My AMD miners have pretty much been running non stop for two years now. Last time I did any significant updates was the 17.04 drivers that improved AMD mining performance late last year.
So Thursday night my AMD test rig texts me that its rebooting and then does not come back online (Its a test rig so it reboots many times a day). I send a manual restart from my phone and then get a text that the the miner cannot start and the rig cannot repair itself. I manually ssh in to check what is going on and its getting “no AMD openCL platform found” when the miner tries to start. Long story short, I could not get it working that night so I just shut it down.

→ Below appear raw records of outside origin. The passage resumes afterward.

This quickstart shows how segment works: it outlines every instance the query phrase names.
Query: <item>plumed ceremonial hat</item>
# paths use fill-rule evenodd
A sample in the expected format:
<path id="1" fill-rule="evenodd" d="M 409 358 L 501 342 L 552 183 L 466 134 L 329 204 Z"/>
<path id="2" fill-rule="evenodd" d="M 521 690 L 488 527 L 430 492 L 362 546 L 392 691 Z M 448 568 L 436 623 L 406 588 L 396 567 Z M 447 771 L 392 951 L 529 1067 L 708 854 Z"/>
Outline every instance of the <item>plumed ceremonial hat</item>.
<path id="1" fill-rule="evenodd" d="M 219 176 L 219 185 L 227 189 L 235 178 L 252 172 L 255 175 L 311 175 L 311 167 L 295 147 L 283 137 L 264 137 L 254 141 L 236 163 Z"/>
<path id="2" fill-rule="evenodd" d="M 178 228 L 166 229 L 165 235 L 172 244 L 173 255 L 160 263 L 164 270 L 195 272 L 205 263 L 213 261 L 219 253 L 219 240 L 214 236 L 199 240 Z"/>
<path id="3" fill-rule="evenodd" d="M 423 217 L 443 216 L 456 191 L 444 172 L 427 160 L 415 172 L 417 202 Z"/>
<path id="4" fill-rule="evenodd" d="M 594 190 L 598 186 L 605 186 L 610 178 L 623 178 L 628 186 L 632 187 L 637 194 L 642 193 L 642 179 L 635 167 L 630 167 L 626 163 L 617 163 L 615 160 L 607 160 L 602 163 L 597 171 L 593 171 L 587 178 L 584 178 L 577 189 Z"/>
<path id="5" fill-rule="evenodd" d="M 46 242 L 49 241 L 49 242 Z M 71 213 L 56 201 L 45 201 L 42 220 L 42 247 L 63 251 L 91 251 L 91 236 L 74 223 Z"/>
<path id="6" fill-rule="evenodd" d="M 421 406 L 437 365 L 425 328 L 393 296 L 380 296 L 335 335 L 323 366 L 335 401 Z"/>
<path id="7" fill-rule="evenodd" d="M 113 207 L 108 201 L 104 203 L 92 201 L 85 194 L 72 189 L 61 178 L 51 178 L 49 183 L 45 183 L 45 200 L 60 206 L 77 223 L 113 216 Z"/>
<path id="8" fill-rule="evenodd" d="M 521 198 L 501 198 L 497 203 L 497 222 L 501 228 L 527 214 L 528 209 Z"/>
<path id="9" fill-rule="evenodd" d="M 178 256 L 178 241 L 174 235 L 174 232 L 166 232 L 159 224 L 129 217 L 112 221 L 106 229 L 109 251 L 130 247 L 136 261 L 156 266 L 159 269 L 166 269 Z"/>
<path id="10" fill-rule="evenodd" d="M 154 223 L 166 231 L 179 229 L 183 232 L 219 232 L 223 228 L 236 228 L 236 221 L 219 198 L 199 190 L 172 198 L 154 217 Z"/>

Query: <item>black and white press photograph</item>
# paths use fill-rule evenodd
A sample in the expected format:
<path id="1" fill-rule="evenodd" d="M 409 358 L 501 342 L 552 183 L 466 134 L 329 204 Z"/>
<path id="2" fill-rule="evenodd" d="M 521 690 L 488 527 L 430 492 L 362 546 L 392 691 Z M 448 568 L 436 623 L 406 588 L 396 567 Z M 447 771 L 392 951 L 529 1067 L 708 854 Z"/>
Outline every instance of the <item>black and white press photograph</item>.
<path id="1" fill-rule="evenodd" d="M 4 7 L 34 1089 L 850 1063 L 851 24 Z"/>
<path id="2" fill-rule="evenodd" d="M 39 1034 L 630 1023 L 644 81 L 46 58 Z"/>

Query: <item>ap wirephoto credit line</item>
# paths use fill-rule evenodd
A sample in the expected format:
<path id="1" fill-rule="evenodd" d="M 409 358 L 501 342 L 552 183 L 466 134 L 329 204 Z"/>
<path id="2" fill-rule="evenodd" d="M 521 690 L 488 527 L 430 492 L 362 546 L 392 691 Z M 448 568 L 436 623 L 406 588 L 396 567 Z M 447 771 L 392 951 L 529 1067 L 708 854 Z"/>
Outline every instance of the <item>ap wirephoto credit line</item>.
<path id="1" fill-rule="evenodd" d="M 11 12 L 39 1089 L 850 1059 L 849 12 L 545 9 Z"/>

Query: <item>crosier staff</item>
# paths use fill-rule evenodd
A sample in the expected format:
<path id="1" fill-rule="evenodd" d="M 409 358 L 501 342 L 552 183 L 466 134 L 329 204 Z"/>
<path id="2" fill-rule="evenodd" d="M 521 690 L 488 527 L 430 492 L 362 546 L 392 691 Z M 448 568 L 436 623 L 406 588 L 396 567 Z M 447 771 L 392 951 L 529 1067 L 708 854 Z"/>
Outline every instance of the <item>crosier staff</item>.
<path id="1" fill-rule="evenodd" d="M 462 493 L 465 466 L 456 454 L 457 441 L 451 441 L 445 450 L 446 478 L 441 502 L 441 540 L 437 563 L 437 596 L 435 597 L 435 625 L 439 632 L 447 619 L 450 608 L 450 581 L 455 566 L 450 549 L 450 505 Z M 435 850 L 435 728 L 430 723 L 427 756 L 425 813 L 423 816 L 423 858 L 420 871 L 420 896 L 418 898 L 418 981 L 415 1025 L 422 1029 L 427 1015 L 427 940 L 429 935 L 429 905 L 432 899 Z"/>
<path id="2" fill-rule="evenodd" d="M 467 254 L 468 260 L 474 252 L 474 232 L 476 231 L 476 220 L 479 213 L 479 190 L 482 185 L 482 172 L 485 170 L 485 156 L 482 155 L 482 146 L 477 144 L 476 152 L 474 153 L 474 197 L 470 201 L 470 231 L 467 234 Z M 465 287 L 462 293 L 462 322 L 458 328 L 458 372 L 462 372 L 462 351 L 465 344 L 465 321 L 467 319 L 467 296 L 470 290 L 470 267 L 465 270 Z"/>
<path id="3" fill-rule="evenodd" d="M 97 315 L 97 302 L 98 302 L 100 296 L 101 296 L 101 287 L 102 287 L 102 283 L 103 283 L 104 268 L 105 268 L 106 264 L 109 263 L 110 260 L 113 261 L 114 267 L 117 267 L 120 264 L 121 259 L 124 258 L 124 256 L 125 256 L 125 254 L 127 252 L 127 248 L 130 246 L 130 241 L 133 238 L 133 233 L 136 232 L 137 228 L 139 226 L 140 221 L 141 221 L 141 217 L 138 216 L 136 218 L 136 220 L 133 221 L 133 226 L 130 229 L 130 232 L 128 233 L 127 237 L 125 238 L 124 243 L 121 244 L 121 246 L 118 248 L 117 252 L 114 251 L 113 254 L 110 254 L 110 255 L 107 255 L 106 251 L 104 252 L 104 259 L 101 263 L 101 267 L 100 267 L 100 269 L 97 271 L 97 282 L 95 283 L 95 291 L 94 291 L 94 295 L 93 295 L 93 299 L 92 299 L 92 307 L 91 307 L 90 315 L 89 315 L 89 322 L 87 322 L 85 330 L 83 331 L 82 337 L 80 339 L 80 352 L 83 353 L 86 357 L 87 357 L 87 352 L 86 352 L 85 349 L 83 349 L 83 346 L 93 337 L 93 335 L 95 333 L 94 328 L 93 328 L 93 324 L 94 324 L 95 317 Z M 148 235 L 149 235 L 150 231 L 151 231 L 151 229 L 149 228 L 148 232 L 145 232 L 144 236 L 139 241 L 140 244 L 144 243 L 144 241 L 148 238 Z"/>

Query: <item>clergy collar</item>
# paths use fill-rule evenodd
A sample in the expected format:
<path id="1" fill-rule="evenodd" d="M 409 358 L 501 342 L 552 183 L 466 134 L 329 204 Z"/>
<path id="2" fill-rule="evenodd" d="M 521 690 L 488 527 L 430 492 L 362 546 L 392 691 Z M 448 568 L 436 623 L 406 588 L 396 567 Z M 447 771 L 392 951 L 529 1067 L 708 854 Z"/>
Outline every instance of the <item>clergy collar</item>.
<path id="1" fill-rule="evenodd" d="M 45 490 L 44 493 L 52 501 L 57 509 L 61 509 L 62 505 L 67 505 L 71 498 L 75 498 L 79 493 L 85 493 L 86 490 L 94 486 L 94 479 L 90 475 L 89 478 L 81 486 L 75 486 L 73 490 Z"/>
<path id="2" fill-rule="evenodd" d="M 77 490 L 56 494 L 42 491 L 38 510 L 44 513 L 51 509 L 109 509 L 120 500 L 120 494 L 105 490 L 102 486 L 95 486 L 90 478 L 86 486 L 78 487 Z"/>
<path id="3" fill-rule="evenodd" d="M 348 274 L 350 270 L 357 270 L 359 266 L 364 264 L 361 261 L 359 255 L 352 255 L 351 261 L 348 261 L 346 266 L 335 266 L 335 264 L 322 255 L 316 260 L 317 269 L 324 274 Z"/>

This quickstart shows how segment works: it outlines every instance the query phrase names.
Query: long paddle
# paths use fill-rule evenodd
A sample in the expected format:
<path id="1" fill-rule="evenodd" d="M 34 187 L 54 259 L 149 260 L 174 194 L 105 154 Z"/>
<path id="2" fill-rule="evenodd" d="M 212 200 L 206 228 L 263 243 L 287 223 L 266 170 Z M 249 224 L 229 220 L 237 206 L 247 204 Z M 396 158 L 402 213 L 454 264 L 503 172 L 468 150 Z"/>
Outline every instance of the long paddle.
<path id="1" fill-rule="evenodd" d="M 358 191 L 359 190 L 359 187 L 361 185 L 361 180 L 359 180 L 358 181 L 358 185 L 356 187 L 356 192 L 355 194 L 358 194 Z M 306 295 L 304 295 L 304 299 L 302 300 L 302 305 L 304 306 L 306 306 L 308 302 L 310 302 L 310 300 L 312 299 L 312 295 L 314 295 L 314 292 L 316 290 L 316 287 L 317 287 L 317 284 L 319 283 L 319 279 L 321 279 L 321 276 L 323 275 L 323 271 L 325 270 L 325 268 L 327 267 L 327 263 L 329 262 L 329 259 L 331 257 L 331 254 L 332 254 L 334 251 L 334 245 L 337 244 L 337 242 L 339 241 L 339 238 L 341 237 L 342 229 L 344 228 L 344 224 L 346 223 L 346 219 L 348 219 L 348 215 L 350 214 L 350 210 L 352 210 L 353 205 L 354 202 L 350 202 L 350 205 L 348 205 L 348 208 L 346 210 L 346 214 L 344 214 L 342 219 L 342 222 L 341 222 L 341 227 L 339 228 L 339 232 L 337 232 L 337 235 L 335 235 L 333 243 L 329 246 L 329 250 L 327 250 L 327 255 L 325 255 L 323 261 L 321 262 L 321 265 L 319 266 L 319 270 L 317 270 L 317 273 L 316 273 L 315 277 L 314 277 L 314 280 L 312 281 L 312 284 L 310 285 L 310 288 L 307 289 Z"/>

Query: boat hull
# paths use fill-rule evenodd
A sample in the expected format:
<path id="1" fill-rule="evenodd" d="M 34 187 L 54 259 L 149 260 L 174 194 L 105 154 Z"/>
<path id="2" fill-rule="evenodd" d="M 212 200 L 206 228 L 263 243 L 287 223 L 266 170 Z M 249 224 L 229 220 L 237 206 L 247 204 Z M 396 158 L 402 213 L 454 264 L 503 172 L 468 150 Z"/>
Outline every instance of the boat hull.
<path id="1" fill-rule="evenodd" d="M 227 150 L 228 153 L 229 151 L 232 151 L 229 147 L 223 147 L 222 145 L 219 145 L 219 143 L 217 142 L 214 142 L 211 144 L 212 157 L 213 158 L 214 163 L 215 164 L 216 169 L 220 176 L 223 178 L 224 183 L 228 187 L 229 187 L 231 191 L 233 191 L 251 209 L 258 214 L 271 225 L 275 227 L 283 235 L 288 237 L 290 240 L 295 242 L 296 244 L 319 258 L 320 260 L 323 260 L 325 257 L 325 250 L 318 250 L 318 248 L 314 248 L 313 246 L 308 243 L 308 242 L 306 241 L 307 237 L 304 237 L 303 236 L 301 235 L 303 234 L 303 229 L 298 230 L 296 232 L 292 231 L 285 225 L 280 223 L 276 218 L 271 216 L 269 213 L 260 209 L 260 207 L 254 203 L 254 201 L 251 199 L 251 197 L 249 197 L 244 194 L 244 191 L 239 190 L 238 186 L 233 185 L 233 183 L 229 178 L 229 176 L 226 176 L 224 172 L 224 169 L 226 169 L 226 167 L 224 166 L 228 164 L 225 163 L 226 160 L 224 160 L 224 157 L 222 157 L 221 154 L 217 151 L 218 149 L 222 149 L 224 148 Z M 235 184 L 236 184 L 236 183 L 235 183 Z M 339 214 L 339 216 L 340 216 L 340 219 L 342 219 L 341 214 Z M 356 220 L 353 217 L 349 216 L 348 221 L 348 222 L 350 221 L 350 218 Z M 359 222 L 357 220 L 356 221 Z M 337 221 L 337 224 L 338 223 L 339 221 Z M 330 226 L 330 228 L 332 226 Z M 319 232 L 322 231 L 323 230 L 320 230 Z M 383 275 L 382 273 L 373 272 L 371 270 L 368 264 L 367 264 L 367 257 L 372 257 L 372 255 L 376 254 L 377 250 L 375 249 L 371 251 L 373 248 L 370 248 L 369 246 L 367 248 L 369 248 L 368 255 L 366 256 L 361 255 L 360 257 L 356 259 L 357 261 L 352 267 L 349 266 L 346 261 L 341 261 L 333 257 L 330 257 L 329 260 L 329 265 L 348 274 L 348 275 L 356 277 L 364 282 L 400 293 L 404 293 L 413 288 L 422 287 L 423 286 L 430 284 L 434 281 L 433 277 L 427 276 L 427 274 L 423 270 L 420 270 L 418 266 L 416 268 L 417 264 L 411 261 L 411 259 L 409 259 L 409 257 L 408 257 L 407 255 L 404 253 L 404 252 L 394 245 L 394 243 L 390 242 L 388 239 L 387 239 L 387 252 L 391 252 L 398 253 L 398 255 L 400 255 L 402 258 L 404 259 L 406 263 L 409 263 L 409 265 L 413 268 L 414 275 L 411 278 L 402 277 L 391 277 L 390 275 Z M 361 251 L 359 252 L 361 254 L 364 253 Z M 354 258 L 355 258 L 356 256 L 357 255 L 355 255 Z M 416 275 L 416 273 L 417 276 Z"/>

Then Friday morning one of the production AMD rigs texts me it cant restart (production rigs only text me when they have a problem they cant fix). So I log in and it has the exact same problem. I spent several hours reinstalling AMD drivers updating the system but the openCL platform refused to start. It seemed very odd that two independent systems would suddenly get the same issue. So I logged into a third still working AMD rig and tested the openCL platform and everything was fine. I then issued a restart command… and that rig then had the exact same problem as the other two. To make a long story short EVERY AMD rig I have that has rebooted since Thursday night has the exact same problem.
So can someone explain how multiple rigs get the exact same driver problem, all at the exact same time?
AMD killing the driver with a time based trojan is the only possible explanation. These rigs are isolated and only allowed to make connections to the IP’s and ports I specify in the firewall. If they attempt any other connection I get notified.
FIX:
Turns out the fix was a bit of a pain. Just updating Ubuntu to 16.04.05 and installing the AMD 18.40 driver does not work. Apparently new AMD drivers need a Linux kernel > 4.4.0. So you also have to install the HWE stack.
Update Ubuntu to 16.04.05 via the normal apt methods
Get the HWE stack “sudo apt install --install-recommends linux-generic-hwe-16.04”, reboot
You need the xorg as well if you are running desktop Ubuntu “xserver-xorg-hwe-16.04”
Remove the old AMD driver “amdgpu-pro-uninstall” (watch this if you are running local)
Get the latest AMD driver and extract with “tar -Jxvf amdgpu-pro-18.40-XXXXXX.tar.xz”
switch to AMD directory and install with “./amdpgu-pro-install -y”
Use --opencl=legacy or pal option based on your hardware
Use the --headless option if you are running headless
Restart your miners
It was just awesome that AMD forced me to do all that, for the exact same performance, when the rigs had been working perfectly, nonstop, for the last year.
Way to go AMD! That is why I don’t buy AMD any longer!